Steven was our west-coast intern this year coming to us from the University
of Washington where he was a junior in Atmospheric Science and Applied
Mathematics. Steve studied mid-latitudes and the tropics as they are
characterized by Rossby numbers to better understand and distinguish tropical
and extratropical dynamical regimes. His mentors were Professor Thomas Birner
and graduate student Nick Davis.
Mid-latitudes are usually characterized by Rossby numbers ~.1 (consistent with
geostrophic balance) where as the tropics are characterized by Rossby numbers
~1. Gaining an understanding of the structure of the Rossby number could be
useful in determining the meridional extent of the tropical belt, which
determines the locations of subtropical dry zones and their changing positions
with climate change. In his study, Steve analyzed scale dependencies of the
Rossby number as a function of latitude using global coverage reanalysis data.
Steve found that the geostrophic wind approximation has a consistently high bias
for predicting large wind speeds. The geostrophic approximation holds very high
accuracy to very low latitudes.
He found there is no obvious connection between the Rossby number and the
breakdown of the geostrophic wind approximation at low latitudes
and that the Rossby number has a distinct structure. Significant transitions in
the Rossby number show potential for locating subtropical dry zones.

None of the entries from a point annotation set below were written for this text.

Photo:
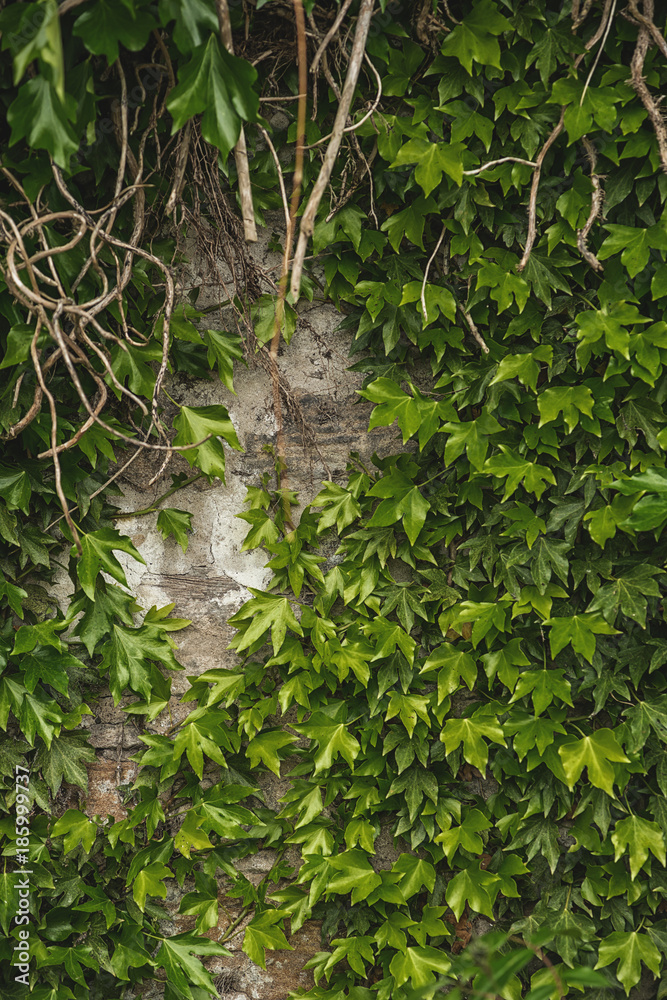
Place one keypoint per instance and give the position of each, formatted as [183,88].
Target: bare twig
[553,135]
[69,5]
[281,179]
[373,108]
[532,202]
[297,180]
[473,329]
[647,22]
[496,163]
[596,206]
[329,35]
[639,83]
[308,218]
[609,18]
[179,173]
[240,150]
[428,268]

The Rossby number has a strong dependence on the horizontal scale of the wind
field used to calculate it. This dependence varies with latitude and can tell
us the different distances of large scale dynamics as a function of latitude.
Steven's summer research poster,
Distinguishing Tropical and Extratropical Dynamical Regimes Based on
Rossby Number Statistics,
is available here.
Steve is from Woddinville, WA where he is very active climbing, freediving, skiing,
white water rafting and eating so a summer in Colorado was a nice fit! His
research interests include mountain weather, cloud microphysics, ensemble
forecasting and numerical weather prediction.